If you have a disability for which you are or may be requesting an accommodation, you are encouraged to contact both your instructor and Disability Resources and Services (DRS), 140 William Pitt Union, (412) 648-7890, drsrecep@pitt.edu, (412) 228-5347 for P3 ASL users, as early as possible in the term. DRS will verify your disability and determine reasonable accommodations for this course.

Coronavirus health and safety

During this pandemic, it is extremely important that you abide by the public health regulations, the University of Pittsburgh’s health standards and guidelines, and Pitt’s Health Rules. These rules have been developed to protect the health and safety of all of us.
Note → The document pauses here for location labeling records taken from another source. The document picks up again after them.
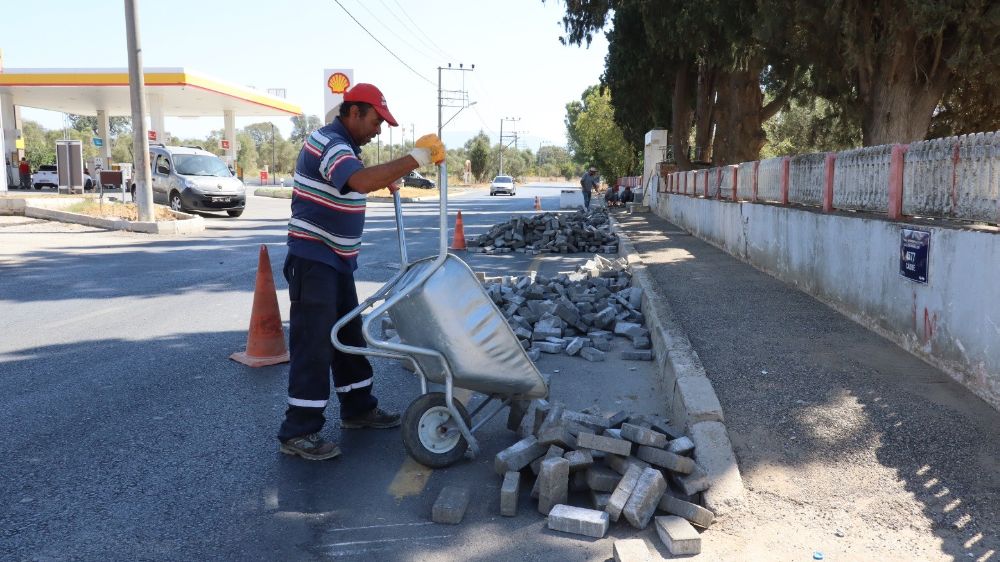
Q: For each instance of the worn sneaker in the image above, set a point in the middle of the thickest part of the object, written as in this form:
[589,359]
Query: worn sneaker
[376,418]
[311,447]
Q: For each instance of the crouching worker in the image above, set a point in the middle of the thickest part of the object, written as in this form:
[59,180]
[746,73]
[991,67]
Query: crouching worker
[324,237]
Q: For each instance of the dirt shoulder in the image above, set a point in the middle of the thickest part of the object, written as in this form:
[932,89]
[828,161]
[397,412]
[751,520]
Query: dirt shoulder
[848,445]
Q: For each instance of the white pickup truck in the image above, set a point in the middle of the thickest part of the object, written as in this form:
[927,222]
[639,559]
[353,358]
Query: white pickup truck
[48,176]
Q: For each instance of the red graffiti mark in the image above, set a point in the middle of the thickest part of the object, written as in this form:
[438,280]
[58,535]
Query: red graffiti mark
[955,159]
[930,323]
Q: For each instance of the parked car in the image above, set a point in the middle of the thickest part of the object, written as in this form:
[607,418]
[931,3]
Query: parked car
[414,179]
[48,176]
[503,184]
[192,179]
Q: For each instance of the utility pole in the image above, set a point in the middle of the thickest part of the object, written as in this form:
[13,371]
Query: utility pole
[137,96]
[507,136]
[452,98]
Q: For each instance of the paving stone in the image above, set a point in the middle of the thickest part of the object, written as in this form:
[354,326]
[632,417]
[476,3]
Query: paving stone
[553,452]
[623,328]
[630,550]
[509,492]
[553,484]
[602,479]
[578,460]
[578,481]
[643,436]
[592,354]
[621,464]
[678,535]
[645,497]
[579,521]
[602,443]
[666,459]
[641,342]
[599,499]
[616,419]
[557,435]
[681,446]
[450,505]
[574,346]
[714,453]
[518,455]
[694,513]
[594,422]
[518,409]
[547,347]
[696,481]
[622,492]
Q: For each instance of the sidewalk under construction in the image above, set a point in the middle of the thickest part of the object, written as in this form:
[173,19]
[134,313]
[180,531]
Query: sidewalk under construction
[848,445]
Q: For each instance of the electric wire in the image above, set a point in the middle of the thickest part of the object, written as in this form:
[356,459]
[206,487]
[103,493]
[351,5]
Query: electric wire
[421,31]
[387,49]
[398,36]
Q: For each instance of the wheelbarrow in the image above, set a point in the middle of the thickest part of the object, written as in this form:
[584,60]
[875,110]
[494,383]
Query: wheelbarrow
[452,334]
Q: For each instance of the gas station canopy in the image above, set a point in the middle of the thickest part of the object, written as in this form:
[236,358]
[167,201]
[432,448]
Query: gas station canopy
[177,91]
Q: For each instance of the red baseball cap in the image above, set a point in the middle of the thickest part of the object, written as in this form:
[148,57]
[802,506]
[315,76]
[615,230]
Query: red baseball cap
[368,93]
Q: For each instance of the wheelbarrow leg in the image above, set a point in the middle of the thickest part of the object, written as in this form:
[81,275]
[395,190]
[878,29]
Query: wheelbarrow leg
[456,417]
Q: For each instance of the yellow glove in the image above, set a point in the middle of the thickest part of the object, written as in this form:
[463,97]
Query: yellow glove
[428,149]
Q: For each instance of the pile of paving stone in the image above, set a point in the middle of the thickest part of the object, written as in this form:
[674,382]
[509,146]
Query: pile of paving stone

The University’s requirements for face coverings will at a minimum be consistent with CDC guidance and masks are required indoors (campus buildings and shuttles) on campuses in which COVID-19 Community Levels are High. This means that when COVID-19 Community Levels are High, you must wear a face covering that properly covers your nose and mouth when you are in the classroom. If you do not comply, you will be asked to leave class. It is your responsibility to have the required face covering when entering a university building or classroom. Masks are optional indoors for campuses in which county levels are Medium or Low. Be aware of your Community Level as it changes each Thursday. Read answers to frequently asked questions regarding face coverings. For the most up-to-date information and guidance, please visit the Power of Pitt site and check your Pitt email for updates before each class.
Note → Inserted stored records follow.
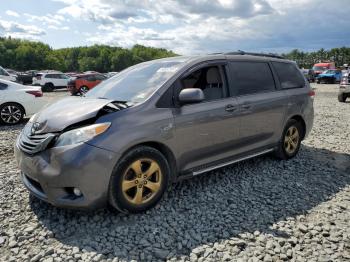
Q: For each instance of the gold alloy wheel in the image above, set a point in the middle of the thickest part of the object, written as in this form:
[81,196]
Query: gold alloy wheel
[291,140]
[141,181]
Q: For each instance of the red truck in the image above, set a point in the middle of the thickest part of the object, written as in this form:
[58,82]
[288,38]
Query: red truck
[81,83]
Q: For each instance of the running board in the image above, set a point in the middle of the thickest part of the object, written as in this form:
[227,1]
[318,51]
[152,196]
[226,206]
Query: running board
[195,173]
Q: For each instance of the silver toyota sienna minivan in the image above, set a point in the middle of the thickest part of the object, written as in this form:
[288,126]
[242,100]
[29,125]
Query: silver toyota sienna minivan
[161,121]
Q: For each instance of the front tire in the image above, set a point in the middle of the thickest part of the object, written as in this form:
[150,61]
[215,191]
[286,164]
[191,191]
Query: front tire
[139,180]
[341,97]
[11,113]
[289,144]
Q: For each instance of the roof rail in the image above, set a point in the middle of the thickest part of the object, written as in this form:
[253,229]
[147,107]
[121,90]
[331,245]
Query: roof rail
[240,52]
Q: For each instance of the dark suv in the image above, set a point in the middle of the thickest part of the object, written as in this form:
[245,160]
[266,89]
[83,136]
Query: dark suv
[160,121]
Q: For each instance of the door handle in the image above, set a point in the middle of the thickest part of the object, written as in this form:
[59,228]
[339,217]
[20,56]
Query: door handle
[230,108]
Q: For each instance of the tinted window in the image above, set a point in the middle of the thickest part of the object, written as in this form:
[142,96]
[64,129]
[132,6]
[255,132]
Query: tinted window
[251,77]
[3,86]
[289,75]
[3,72]
[137,83]
[209,80]
[91,78]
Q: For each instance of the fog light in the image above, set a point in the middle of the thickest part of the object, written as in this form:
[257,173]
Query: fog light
[77,191]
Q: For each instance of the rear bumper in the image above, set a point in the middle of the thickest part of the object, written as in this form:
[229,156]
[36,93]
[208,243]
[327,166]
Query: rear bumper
[52,174]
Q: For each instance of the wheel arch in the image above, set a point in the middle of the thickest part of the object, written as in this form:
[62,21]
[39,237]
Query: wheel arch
[165,150]
[301,120]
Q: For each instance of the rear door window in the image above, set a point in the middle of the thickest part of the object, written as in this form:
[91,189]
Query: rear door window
[3,86]
[289,75]
[251,77]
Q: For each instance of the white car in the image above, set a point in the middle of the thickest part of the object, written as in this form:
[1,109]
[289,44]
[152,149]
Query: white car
[51,81]
[18,101]
[6,75]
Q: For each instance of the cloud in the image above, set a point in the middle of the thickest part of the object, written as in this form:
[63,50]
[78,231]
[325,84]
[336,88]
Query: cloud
[203,26]
[12,13]
[45,20]
[14,29]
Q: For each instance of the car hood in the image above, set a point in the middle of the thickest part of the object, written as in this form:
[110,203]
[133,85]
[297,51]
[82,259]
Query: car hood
[326,75]
[66,112]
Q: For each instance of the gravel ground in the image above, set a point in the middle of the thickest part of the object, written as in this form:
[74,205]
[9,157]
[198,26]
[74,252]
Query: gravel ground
[258,210]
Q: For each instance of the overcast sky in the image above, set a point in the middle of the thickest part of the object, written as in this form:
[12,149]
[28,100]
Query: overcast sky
[184,26]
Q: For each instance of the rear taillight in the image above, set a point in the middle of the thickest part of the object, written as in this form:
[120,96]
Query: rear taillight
[36,93]
[312,93]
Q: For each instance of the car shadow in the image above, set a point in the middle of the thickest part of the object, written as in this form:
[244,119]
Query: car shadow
[220,205]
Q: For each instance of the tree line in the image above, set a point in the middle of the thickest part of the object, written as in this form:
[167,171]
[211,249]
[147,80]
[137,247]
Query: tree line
[339,56]
[25,55]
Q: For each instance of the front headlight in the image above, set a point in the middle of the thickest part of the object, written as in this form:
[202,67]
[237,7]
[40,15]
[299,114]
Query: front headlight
[82,134]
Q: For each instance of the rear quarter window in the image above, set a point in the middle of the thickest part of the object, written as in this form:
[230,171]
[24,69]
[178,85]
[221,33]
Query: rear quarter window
[288,75]
[251,77]
[3,86]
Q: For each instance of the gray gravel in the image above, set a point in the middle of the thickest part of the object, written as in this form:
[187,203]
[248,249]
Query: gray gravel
[259,210]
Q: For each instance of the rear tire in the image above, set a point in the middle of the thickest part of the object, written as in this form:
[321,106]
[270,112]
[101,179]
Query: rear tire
[139,180]
[341,97]
[11,113]
[49,87]
[290,141]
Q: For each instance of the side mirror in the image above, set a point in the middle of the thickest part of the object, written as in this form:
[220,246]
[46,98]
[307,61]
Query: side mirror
[191,95]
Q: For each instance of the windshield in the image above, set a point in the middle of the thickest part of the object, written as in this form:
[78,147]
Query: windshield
[137,83]
[319,68]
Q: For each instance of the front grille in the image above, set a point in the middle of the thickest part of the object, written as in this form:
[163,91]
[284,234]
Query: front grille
[32,143]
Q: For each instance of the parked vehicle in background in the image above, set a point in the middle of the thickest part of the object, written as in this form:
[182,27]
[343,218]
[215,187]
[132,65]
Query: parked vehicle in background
[6,75]
[161,121]
[321,67]
[11,71]
[110,74]
[18,101]
[51,81]
[330,76]
[70,74]
[309,74]
[80,84]
[24,78]
[344,88]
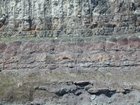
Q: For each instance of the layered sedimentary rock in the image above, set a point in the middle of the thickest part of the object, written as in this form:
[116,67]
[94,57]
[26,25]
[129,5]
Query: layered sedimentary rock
[70,65]
[98,53]
[69,17]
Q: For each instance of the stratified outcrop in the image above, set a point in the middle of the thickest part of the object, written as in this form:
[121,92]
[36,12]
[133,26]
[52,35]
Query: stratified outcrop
[70,52]
[69,17]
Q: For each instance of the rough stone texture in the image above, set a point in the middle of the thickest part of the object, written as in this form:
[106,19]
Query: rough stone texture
[70,52]
[69,17]
[73,53]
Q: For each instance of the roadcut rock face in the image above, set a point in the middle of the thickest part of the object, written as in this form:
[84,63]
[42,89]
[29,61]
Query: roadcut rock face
[70,52]
[69,17]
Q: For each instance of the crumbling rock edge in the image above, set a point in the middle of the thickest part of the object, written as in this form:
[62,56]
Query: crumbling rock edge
[71,88]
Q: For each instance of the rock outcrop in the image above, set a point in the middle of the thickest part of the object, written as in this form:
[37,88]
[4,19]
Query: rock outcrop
[69,17]
[70,52]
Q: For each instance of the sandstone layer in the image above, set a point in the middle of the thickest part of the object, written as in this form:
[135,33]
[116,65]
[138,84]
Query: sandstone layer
[70,52]
[69,17]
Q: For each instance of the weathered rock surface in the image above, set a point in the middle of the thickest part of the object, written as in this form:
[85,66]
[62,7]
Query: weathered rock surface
[89,53]
[69,17]
[98,53]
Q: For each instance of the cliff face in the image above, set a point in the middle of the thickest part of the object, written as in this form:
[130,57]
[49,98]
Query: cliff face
[71,66]
[69,17]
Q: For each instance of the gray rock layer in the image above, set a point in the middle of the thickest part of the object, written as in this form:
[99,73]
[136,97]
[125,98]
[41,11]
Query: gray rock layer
[69,17]
[98,53]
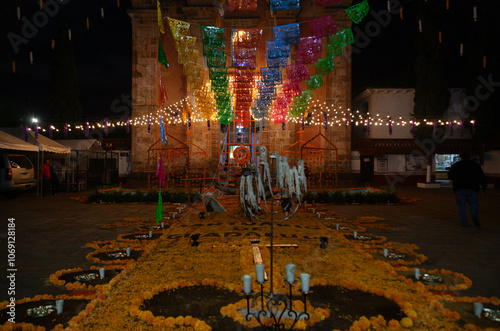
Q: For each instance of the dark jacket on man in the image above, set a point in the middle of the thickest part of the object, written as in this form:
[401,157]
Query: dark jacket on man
[467,174]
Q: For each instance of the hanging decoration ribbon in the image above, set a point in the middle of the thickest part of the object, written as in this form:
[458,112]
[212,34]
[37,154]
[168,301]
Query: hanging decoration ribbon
[283,4]
[160,17]
[162,57]
[160,173]
[162,131]
[159,209]
[357,12]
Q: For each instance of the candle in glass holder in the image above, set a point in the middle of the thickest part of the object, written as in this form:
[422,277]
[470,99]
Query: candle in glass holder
[247,284]
[290,272]
[305,280]
[259,270]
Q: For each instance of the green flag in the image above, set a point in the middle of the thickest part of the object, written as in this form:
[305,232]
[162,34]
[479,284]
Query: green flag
[159,209]
[162,58]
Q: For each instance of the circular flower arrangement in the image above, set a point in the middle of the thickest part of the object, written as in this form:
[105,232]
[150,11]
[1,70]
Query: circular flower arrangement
[138,236]
[112,256]
[39,312]
[78,279]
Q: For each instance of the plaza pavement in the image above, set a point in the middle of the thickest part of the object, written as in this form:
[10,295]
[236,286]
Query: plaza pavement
[51,234]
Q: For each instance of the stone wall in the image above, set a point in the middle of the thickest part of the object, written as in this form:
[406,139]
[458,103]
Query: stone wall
[337,89]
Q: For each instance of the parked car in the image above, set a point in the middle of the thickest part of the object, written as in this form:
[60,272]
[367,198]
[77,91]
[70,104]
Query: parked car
[16,174]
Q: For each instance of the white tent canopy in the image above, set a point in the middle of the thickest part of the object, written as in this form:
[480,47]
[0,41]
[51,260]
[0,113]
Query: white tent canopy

If you are required to isolate or quarantine, become sick, or are unable to come to class, contact me ASAP to discuss arrangements. You don’t necessarily need to test positive to be covered under this policy (e.g., you’re testing negative but you have symptoms and a known exposure). If I get COVID, we’ll move to online instruction.

Diversity and inclusion

The University of Pittsburgh does not tolerate any form of discrimination, harassment, or retaliation based on disability, race, color, religion, national origin, ancestry, genetic information, marital status, familial status, sex, age, sexual orientation, veteran status or gender identity or other factors as stated in the University’s Title IX policy. The University is committed to taking prompt action to end a hostile environment that interferes with the University’s mission. For more information about policies, procedures, and practices, visit the Civil Rights & Title IX Compliance web page.
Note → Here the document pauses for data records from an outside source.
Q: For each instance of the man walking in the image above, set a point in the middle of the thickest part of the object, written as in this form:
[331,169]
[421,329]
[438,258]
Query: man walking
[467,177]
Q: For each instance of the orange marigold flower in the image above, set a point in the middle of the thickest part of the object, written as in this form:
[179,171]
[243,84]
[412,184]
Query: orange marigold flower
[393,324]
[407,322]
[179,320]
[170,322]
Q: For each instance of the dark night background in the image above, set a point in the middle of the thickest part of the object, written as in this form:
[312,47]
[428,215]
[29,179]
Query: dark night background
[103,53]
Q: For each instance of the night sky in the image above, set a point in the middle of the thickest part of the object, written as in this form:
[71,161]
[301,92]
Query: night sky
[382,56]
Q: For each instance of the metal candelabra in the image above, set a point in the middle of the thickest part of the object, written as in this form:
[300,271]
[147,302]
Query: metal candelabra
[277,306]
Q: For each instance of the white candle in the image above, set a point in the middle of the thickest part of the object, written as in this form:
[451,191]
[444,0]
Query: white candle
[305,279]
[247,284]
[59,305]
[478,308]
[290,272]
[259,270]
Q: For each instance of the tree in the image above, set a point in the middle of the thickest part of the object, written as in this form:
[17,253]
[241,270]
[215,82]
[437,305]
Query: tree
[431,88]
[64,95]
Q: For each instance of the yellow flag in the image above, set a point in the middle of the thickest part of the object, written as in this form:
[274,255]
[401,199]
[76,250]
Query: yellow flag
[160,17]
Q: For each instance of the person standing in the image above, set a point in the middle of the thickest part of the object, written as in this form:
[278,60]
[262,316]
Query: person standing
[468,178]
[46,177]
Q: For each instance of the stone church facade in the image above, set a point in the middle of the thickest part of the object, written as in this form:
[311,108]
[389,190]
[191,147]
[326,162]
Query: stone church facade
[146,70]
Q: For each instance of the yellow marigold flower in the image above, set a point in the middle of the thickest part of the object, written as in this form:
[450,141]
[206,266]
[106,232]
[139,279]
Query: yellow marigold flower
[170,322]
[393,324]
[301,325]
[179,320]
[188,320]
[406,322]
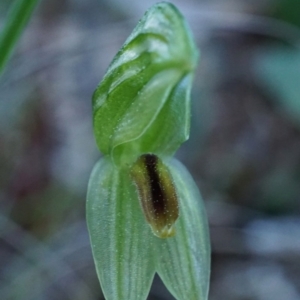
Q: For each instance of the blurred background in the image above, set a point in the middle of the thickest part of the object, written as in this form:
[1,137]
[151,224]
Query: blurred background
[244,149]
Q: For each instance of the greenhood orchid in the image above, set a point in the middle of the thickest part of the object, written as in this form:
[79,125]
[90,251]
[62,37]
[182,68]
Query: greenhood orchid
[145,214]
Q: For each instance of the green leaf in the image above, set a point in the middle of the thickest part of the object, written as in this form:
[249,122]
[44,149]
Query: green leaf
[183,262]
[17,18]
[142,103]
[121,239]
I ask that everyone in the class strive to help ensure that other members of this class can learn in a supportive and respectful environment. If there are instances of the aforementioned issues, please contact the Title IX Coordinator, by calling 412-648-7860, or e-mailing titleixcoordinator@pitt.edu. Reports can also be filed online. You may also choose to report this to a faculty/staff member; they are required to communicate this to the University’s Office of Diversity and Inclusion. If you wish to maintain complete confidentiality, you may also contact the University Counseling Center (412-648-7930).

Your well-being matters

College/Graduate school can be an exciting and challenging time for students. Taking time to maintain your well-being and seek appropriate support can help you achieve your goals and lead a fulfilling life. It can be helpful to remember that we all benefit from assistance and guidance at times, and there are many resources available to support your well-being while you are at Pitt. You are encouraged to visit Thrive@Pitt to learn more about well-being and the many campus resources available to help you thrive.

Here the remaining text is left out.